Artículo publicado en el Libro ?De las Obligaciones y Contratos Civiles?.

Editorial Corporación de Estudios y Publicaciones



[i] Andrés Bello, fue uno de los pensadores más lúcidos y reconocidos de Latinoamérica en el siglo XIX. Filósofo, pensador, humanista, políglota, docente, jurista, político, literato, nacido en Caracas en 1781 y muerto en Santiago de Chile en 1865. Durante su vida en Chile como Rector de la Universidad de Chile, redactó el Código Civil Chileno. Su pensamiento, fue de impacto, incluso después de su muerte.

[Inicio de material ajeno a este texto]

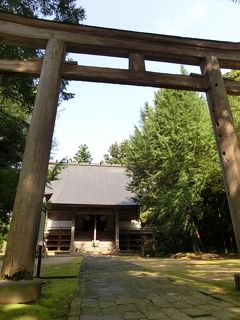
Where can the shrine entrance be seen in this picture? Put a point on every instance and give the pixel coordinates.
(57, 39)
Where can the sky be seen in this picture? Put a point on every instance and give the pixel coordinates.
(101, 114)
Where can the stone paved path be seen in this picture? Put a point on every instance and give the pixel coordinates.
(112, 289)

[ii] Información obtenida de la página web http://www.icarito.cl/enciclopedia/articulo/-segundo-ciclo-basico/historia-geografia-y-ciencias-sociales/historia-de-chile-evolucion-de-larepublica/2009/12/406-1661-9-el-codigo-civil-de-andres-bello.shtml, visitada el 7 de marzo del 2014, a las 13h11.

[iii]  Ibid.

[iv] Diccionario Jurídico Espasa, Editorial Espasa Calpe S.A., Madrid, España, 2007, página 1047.

 

[v] Vodanovic, Antonio, Curso de Derecho Civil, basado en las explicaciones de los profesores de la Universidad de Chile, Arturo Alessandri Rodríguez y Manuel Somarriva Undurraga, Tomo III, De las Obligaciones, Editorial Nascimiento, Chile, página 7.

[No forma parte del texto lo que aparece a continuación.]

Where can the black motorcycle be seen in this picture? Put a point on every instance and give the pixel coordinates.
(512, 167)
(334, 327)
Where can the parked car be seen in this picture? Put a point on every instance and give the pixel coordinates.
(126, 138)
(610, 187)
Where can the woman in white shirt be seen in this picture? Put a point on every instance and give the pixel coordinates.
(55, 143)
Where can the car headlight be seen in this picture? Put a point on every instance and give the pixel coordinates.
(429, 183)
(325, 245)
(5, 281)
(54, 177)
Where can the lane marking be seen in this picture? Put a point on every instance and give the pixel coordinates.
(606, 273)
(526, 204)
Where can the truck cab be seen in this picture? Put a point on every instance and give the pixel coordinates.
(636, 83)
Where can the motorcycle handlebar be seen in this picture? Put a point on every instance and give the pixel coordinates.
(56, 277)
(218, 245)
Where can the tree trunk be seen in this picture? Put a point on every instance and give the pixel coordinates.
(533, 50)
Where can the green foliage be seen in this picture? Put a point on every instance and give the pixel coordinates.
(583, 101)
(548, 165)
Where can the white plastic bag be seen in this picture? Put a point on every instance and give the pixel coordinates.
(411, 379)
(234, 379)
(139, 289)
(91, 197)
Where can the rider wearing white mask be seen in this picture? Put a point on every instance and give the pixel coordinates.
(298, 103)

[vi] Son obligaciones de carácter especial que guardan estrecha vinculación a un derecho real, de tal forma que están atadas al bien, pero no dejan de ser obligaciones personales.

 

[vii] Borda, Guillermo, Manual de Derecho Civil, Décima Tercera Edición, Editorial La Ley, Buenos Aires, Argentina, 2008, página 29.

[viii] Alessandri en su libro Teoría de las obligaciones, así como otros autores, no está de acuerdo con esta clasificación de las fuentes de las obligaciones, pues la considera  falsa  y superficial concluyendo que son solamente dos las fuentes, esto es: el contrato y la ley. El primero porque es fruto de un acuerdo de voluntades en donde la ley nada tiene que ver, pues se forma en base el principio de la autonomía de la voluntad. Las partes libre y conscientemente quieren generar una obligación y crear un vínculo al que se someterán en las condiciones que ellas establezcan. Por otro lado, la segunda fuente será la ley, que determina cuándo nacen las obligaciones, otorgando efectos a ciertos hechos o actos, que sin ser voluntad del hombre, le imponen el cumplimiento de ciertas prestaciones o abstenciones. Sostiene que en el delito, en el cuasidelito y en el cuasicontrato no existe una voluntad de los involucrados en generar obligaciones, por lo tanto no son fuentes de las obligaciones por sí solas, sino en virtud de lo que dispone la ley. Aunque la opinión de este ilustre tratadista tiene sustento, creemos que extrema la posición, porque todo nace de la ley, incluso los efectos del contratos, pues la ley permite el uso de los principios como el de autonomía de la voluntad, en otras palabras estirando más la figura, diríamos que la única fuente es la ley, criterio que nos parece extremo.

[ix] Alessandri, Arturo, Teoría de las Obligaciones?, Ob. Cit., página 17.